All-Winter Classic Team

F- Jiri Hudler. Scored two goals and assisted on another in the 2009 Winter Classic, leading the Red Wings to the 6-4 win over Chicago at Wrigley Field.

F- Mark Recchi. Scored the game-tying goal with 2:18 remaining, setting up the Bruins 2-1 overtime win over the Philadelphia Flyers at Fenway Park.

F- Eric Fehr. The Caps forward has three goals in two games (2011, 2015), playing a key role in Washington being the lone NHL team to win multiple Winter Classics.

D- Dion Phaneuf. The Toronto Maple Leafs captain did all the heavy lifting in the 2014 classic, a 3-2 shootout win for the Leafs, logging 28:24 of ice-time and assisting on both Toronto goals in regulation.

D- Dan Girardi. The Rangers blueliner was on the ice for 28:35 of the 60-minute game in 2012, which remains the standard for ice time in the Winter Classic.

G- Henrik Lundqvist. The marquis game of King Hank’s Vezina Trophy-winning campaign of the 2011-12 season, turning aside 34 of 36 shots. He stymied Philadelphia’s Danny Briere on a penalty shot with 19.6 seconds left in regulation to seal the win.

Winter Classic by the Numbers

*Washington Capitals (2-0) the lone team to win multiple Winter Classics.

*The Bruins become the sixth team to play in two Winter Classics, joining Washington (2-0), Pittsburgh (1-1), Detroit (1-0-1), Philadelphia (0-1-1), and Chicago (0-2).

*Five of the seven games have been decided by one goal, and none have been decided by more than two. Three have required more than 60 minutes of play, two have been decided by a shootout.

*No player has ever scored a hat trick, and no goalie has ever recorded a shutout.

*Gillette Stadium is the third NFL venue to host the event, joining Buffalo’s Ralph Wilson Stadium (2008) and Pittsburgh’s Heinz Field (2011). Four games have been held in baseball stadiums, with one being held in a college football venue, when Detroit hosted Toronto at Michigan Stadium in 2014.

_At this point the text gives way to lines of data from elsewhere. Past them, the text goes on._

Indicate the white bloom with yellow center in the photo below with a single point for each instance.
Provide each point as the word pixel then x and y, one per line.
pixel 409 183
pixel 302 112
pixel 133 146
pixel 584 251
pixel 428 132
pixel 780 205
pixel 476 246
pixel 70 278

*Four teams (Pittsburgh, 2008; Chicago, 2009; Boston, 2010; Chicago, 2015) won the Stanley Cup within two years after playing in the Winter Classic. The Blackhawks became the first team to win the cup in the same season after participating in the Winter Classic, when they won their third Stanley Cup since 2010 this past June.